Abstract: In this paper Brain cancer detection & classification system has been designed & developed for distinguishing different types of brain MRI into three classes such as Benign, Malignant and Normal. The image processing techniques such as image acquisition, image segmentation, morphological operations & feature Extraction have been developed for detection of brain tumor. In this project we have obtained the features related to the Discrete Cosine Transform as well as Discrete Wavelet Transform. For segmentation of tumor region K-means clustering is used. The extraction of texture features in the detected tumor has been achieved by using Gray level co-occurrence matrix (GLCM). Probabilistic Neural Network is employed to implement an automated brain tumor classification. The performance of the PNN classifier is evaluated in terms of training performance and classification accuracies. Tumor area is calculated.
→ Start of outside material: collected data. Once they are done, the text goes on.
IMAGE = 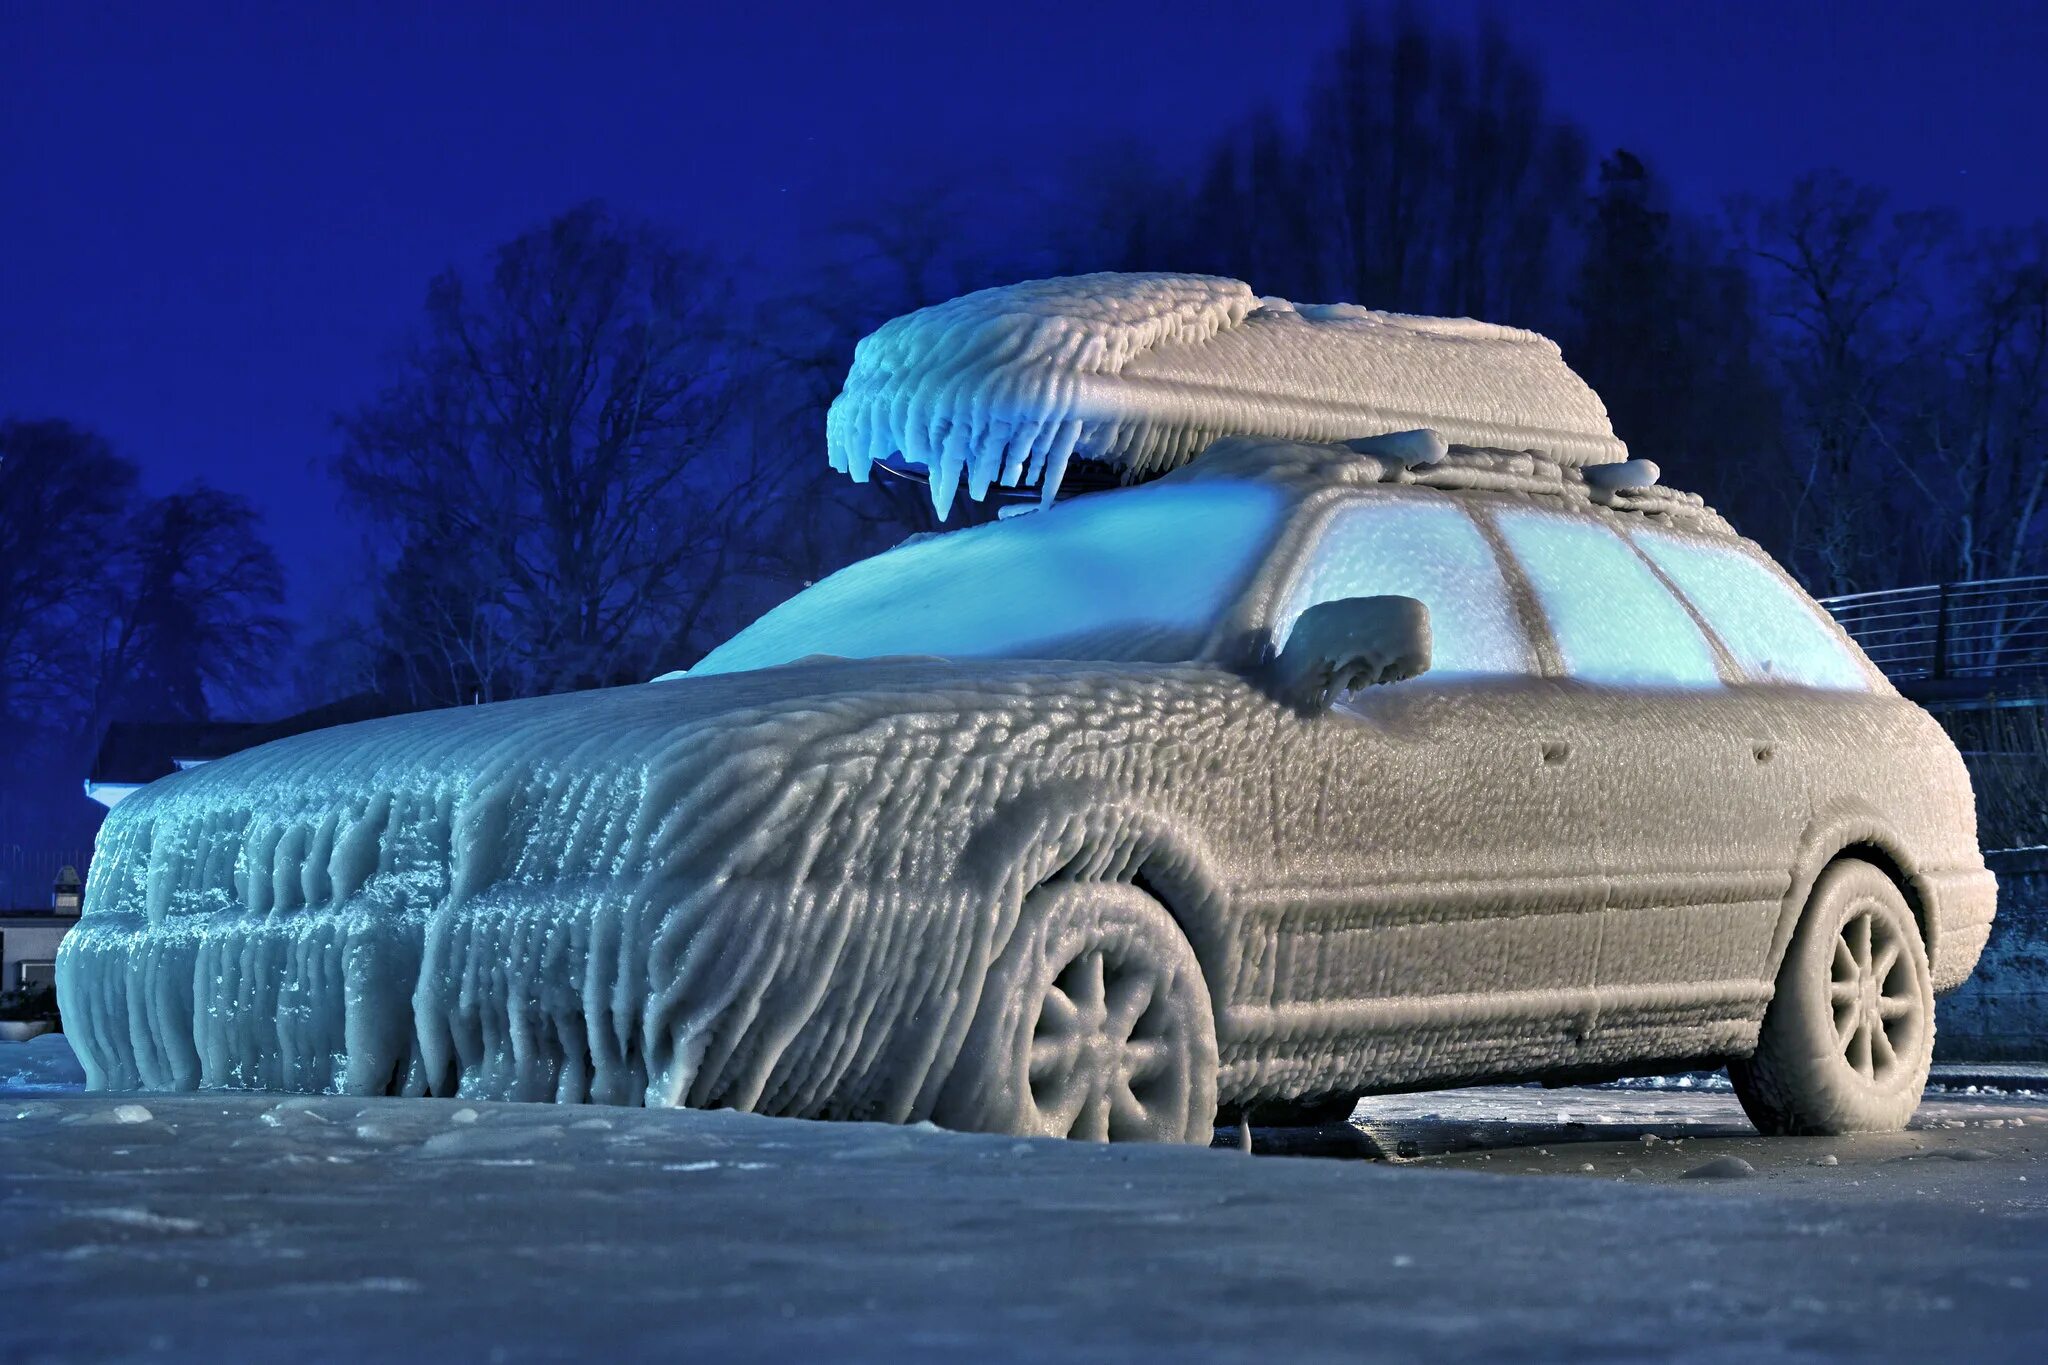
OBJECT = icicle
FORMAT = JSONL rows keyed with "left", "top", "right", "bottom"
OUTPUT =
{"left": 1037, "top": 421, "right": 1083, "bottom": 509}
{"left": 930, "top": 427, "right": 968, "bottom": 519}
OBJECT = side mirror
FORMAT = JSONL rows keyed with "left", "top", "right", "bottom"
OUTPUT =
{"left": 1264, "top": 595, "right": 1431, "bottom": 713}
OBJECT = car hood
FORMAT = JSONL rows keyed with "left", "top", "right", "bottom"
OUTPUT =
{"left": 83, "top": 656, "right": 1241, "bottom": 921}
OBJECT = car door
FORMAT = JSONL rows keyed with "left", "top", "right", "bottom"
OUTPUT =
{"left": 1624, "top": 522, "right": 1890, "bottom": 977}
{"left": 1488, "top": 507, "right": 1805, "bottom": 1054}
{"left": 1248, "top": 490, "right": 1615, "bottom": 1086}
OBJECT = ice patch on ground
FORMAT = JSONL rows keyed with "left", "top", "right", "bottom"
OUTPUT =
{"left": 0, "top": 1034, "right": 86, "bottom": 1093}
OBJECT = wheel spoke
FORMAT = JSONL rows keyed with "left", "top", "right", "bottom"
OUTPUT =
{"left": 1832, "top": 939, "right": 1859, "bottom": 984}
{"left": 1105, "top": 975, "right": 1157, "bottom": 1041}
{"left": 1077, "top": 951, "right": 1107, "bottom": 1011}
{"left": 1848, "top": 1017, "right": 1874, "bottom": 1079}
{"left": 1877, "top": 993, "right": 1916, "bottom": 1022}
{"left": 1037, "top": 985, "right": 1080, "bottom": 1037}
{"left": 1852, "top": 912, "right": 1873, "bottom": 974}
{"left": 1030, "top": 1034, "right": 1080, "bottom": 1080}
{"left": 1036, "top": 1067, "right": 1092, "bottom": 1134}
{"left": 1869, "top": 1012, "right": 1897, "bottom": 1072}
{"left": 1873, "top": 939, "right": 1901, "bottom": 987}
{"left": 1829, "top": 980, "right": 1860, "bottom": 1009}
{"left": 1120, "top": 1036, "right": 1170, "bottom": 1084}
{"left": 1832, "top": 1002, "right": 1858, "bottom": 1049}
{"left": 1075, "top": 1089, "right": 1111, "bottom": 1142}
{"left": 1108, "top": 1080, "right": 1150, "bottom": 1138}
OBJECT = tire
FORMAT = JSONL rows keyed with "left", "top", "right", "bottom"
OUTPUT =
{"left": 938, "top": 881, "right": 1219, "bottom": 1143}
{"left": 1730, "top": 858, "right": 1935, "bottom": 1136}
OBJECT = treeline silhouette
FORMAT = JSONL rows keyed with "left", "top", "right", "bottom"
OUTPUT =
{"left": 4, "top": 9, "right": 2044, "bottom": 868}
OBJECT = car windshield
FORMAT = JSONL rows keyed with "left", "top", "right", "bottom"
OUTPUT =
{"left": 690, "top": 481, "right": 1287, "bottom": 675}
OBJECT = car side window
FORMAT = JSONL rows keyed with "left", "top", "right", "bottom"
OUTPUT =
{"left": 1494, "top": 508, "right": 1721, "bottom": 688}
{"left": 1276, "top": 495, "right": 1533, "bottom": 678}
{"left": 1631, "top": 527, "right": 1871, "bottom": 691}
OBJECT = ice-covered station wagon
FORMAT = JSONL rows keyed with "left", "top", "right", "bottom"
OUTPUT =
{"left": 61, "top": 274, "right": 1996, "bottom": 1144}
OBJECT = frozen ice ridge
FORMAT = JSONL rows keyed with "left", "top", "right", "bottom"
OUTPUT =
{"left": 826, "top": 272, "right": 1628, "bottom": 516}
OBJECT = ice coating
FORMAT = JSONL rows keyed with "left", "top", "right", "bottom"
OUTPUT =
{"left": 1631, "top": 528, "right": 1871, "bottom": 692}
{"left": 1496, "top": 508, "right": 1722, "bottom": 688}
{"left": 59, "top": 434, "right": 1994, "bottom": 1139}
{"left": 826, "top": 273, "right": 1629, "bottom": 517}
{"left": 1274, "top": 497, "right": 1530, "bottom": 677}
{"left": 692, "top": 481, "right": 1286, "bottom": 677}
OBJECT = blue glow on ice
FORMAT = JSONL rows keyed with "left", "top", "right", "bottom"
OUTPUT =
{"left": 692, "top": 482, "right": 1286, "bottom": 674}
{"left": 1496, "top": 509, "right": 1721, "bottom": 688}
{"left": 1277, "top": 495, "right": 1531, "bottom": 676}
{"left": 1633, "top": 529, "right": 1870, "bottom": 690}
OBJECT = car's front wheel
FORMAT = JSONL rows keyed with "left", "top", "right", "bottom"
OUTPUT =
{"left": 939, "top": 880, "right": 1218, "bottom": 1143}
{"left": 1730, "top": 858, "right": 1934, "bottom": 1136}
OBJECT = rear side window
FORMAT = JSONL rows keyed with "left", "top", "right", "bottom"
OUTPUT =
{"left": 1495, "top": 509, "right": 1721, "bottom": 688}
{"left": 1277, "top": 495, "right": 1531, "bottom": 677}
{"left": 1632, "top": 528, "right": 1870, "bottom": 691}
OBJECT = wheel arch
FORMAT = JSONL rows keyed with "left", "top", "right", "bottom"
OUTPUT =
{"left": 1769, "top": 807, "right": 1936, "bottom": 985}
{"left": 958, "top": 782, "right": 1237, "bottom": 1009}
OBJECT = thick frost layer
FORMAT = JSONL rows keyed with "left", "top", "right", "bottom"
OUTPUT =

Finally there is comparison between accuracy analysis for Discrete Cosine Transform (DCT) and Discrete Wavelet Transform (DWT) over 90 MRI of brain. Simulation is performed by MATLAB software.

Keywords: Discrete Cosine Transform(DCT), Discrete Wavelet Transform (DWT), Gray level co-occurrence matrix(GLCM), K-means Clustering, MATLAB, Magnetic Resonance Images(MRI), Probabilistic Neural Network.